Das Bundesministerium für Justiz informiert im Folgenden über die wesentlichen Änderungen, wobei sich über die Gesetzesmaterialien hinausgehende Bemerkungen unvorgreiflich der unabhängigen Rechtsprechung verstehen.
Übersicht
I. Neuerungen im JGG
A. Allgemeines
B. Sanktionsbestimmungen für Jugendliche
1. § 5 Z 6a JGG – Härteklausel bei Wertersatzverfall
2. § 5 Z 11 – Zusammenrechnung von Wert- oder Schadensqualifikation
3. § 7 Abs. 3 – Diversion durch Gerichte. 3
4. § 8 – Zeitliche Voraussetzung der Diversion: Eigenschaft “Jugendlicher”
5. § 15 Abs. 1 – Spezialpräventive Erforderlichkeit für nachträglichen Strafausspruch
C. § 19 – Sanktionsbestimmungen für junge Erwachsene
D. §§ 17a, 35a und § 29e BewHG – Sozialnetzkonferenzen
E. § 27 Abs. 1 – Klare Regelung der Zuständigkeit des Geschworenengerichts
F. Haftrecht für Jugendliche
1. § 35 Abs. 1a – Untersuchungshaft in Verfahren vor dem Bezirksgericht
2. § 35 Abs. 1b – Keine bedingt obligatorische Festnahme und Untersuchungshaft
3. § 35 Abs. 3a – Fristensystem bei Untersuchungshaft nach Anklage
G. § 46 Abs. 1 und 2 – Kostentragung iZm sozialtherapeutischen Wohneinrichtungen
H. § 43 Abs. 1, § 47 Abs. 3 und 4, § 48 Z 1, §§ 49 und 50 – Jugendgerichtshilfe und Jugenderhebungen
I. § 46a – Verfahrensbestimmungen für junge Erwachsene
J. Strafvollzugsbestimmungen
1. § 52 – Strafaufschub zu Ausbildungszwecken. 9
2. § 58 Abs. 9 – Hausarrest
II. Tilgungsgesetz
Die wichtigsten Anliegen der Änderungen des JGG können wie folgt zusammengefasst werden:
Verstärkung des Ausnahmecharakters der Untersuchungshaft; (Untersuchungs-)Haft bei Jugendlichen und jungen Erwachsenen muss der Ausnahmefall sein;
Schaffung gesetzlicher Grundlagen für die Sozialnetzkonferenzen (Haftentlassung und Untersuchungshaft);
Adaptierung der gesetzlichen Grundlage für Jugendgerichtshilfe und damit für deren österreichweiten Ausbau;
Annäherung der Sanktionspalette für junge Erwachsene an jene für Jugendliche, etwa durch Angleichung der Strafuntergrenzen.

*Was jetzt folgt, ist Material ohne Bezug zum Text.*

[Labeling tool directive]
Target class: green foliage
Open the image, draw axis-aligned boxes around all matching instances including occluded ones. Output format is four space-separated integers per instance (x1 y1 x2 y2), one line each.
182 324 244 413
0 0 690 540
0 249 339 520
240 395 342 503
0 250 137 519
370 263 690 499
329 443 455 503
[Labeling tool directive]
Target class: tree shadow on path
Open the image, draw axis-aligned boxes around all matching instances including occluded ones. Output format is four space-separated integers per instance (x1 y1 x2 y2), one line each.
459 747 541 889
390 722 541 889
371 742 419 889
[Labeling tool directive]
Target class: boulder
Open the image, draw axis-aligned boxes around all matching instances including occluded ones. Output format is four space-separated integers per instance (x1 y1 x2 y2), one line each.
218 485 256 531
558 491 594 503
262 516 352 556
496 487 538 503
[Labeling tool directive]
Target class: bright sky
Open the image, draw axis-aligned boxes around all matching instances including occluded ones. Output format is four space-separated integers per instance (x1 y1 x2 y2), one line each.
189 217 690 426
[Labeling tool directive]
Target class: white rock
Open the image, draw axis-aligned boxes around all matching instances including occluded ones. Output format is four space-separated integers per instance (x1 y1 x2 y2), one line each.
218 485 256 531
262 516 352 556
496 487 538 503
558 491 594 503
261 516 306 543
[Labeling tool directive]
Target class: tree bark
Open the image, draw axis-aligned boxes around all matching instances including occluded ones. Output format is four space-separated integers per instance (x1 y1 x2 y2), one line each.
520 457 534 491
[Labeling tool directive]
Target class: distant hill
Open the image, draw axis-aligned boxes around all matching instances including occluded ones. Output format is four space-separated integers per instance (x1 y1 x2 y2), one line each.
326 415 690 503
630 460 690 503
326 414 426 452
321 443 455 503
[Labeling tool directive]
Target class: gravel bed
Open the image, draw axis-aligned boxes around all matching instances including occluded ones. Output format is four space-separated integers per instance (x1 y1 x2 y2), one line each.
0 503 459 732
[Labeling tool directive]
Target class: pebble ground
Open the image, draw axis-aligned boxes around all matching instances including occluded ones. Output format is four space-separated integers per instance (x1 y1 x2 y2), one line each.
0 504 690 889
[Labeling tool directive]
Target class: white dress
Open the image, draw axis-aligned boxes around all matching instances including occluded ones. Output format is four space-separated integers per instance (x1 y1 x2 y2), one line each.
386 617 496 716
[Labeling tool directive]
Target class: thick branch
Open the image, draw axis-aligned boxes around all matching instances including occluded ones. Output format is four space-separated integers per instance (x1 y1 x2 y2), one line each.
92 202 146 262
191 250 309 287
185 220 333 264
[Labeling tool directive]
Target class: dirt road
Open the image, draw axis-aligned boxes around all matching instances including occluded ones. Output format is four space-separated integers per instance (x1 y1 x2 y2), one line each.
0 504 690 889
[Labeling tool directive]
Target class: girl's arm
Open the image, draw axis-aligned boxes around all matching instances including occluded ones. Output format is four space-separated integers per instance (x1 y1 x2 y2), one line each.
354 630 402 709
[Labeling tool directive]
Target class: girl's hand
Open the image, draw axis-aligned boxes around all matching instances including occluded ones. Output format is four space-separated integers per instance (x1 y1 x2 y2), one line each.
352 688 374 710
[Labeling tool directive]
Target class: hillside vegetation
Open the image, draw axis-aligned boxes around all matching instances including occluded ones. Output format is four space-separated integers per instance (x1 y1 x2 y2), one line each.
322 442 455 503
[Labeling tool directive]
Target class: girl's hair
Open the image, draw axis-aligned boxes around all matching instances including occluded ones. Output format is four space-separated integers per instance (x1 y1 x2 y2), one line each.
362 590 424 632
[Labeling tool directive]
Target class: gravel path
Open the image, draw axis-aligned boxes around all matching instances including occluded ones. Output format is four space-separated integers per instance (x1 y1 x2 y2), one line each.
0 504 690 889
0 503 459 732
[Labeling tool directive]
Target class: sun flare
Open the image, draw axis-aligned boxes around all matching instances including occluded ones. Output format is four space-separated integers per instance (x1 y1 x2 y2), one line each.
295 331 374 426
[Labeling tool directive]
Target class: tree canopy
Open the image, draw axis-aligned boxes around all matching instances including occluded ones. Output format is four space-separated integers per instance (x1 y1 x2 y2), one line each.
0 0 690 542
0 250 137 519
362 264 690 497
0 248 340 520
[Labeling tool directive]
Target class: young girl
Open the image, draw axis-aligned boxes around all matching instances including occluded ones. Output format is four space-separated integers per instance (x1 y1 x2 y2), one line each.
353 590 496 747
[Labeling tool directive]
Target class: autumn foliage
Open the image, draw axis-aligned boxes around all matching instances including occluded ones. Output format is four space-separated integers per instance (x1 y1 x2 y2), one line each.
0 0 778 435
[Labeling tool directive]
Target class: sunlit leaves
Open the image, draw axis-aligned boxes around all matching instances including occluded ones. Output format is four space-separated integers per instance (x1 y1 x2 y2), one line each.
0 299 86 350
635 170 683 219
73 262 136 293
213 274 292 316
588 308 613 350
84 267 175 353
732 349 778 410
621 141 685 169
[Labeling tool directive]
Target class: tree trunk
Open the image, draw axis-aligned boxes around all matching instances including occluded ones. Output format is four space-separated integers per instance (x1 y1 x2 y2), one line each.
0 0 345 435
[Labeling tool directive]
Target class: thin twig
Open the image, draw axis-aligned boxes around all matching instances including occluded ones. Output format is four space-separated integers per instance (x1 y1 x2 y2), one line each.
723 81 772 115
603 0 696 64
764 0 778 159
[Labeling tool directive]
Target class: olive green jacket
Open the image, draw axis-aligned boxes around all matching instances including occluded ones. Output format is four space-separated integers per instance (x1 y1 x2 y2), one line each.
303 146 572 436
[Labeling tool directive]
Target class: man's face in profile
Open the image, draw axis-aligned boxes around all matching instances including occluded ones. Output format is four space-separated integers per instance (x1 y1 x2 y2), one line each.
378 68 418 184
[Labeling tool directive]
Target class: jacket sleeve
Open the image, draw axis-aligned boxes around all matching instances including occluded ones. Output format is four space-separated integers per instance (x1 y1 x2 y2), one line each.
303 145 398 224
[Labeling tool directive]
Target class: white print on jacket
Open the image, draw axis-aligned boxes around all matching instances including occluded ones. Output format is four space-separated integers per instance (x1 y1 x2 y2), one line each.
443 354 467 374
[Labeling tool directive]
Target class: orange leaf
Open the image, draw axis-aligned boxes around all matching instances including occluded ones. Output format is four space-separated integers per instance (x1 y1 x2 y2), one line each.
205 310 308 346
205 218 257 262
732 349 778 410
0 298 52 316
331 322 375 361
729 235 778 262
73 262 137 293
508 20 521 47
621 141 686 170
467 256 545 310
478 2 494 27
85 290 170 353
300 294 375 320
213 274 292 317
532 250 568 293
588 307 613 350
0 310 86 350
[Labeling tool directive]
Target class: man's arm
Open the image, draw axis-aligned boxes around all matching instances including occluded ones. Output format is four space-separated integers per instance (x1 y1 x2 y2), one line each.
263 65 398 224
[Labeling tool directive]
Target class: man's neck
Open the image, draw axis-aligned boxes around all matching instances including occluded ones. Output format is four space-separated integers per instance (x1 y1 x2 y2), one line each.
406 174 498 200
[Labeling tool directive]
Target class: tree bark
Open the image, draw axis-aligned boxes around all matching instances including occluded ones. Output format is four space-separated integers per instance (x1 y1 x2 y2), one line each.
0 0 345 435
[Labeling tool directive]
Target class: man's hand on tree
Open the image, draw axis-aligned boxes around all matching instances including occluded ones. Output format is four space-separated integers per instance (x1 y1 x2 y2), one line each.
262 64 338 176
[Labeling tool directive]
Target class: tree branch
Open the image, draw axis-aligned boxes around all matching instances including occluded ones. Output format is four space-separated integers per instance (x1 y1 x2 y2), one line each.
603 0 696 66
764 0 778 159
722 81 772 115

Das zuletzt genannte Ziel kommt auch darin zum Ausdruck, dass die jungen Erwachsenen nun in den Titel des JGG aufgenommen wurden und das JGG in § 1 Z 5 erstmals eine Definition des Begriffs des jungen Erwachsenen enthält.
B. Sanktionsbestimmungen für Jugendliche
1. § 5 Z 6a JGG – Härteklausel bei Wertersatzverfall
In Anlehnung an die für Geldstrafen geltende Härteklausel in § 5 Z 6 beschränkt nun auch eine Härteklausel den Verfall in Fällen des § 20 Abs. 3 StGB, soweit also die dem Verfall unterliegenden Vermögenswerte nicht sichergestellt oder beschlagnahmt sind (Wertersatzverfall). Bei einer Entscheidung, dass Vermögenswerte, Nutzungen oder Ersatzwerte für verfallen erklärt werden, ist ganz oder zum Teil dann abzusehen, wenn sie den Verurteilten unbillig hart träfe.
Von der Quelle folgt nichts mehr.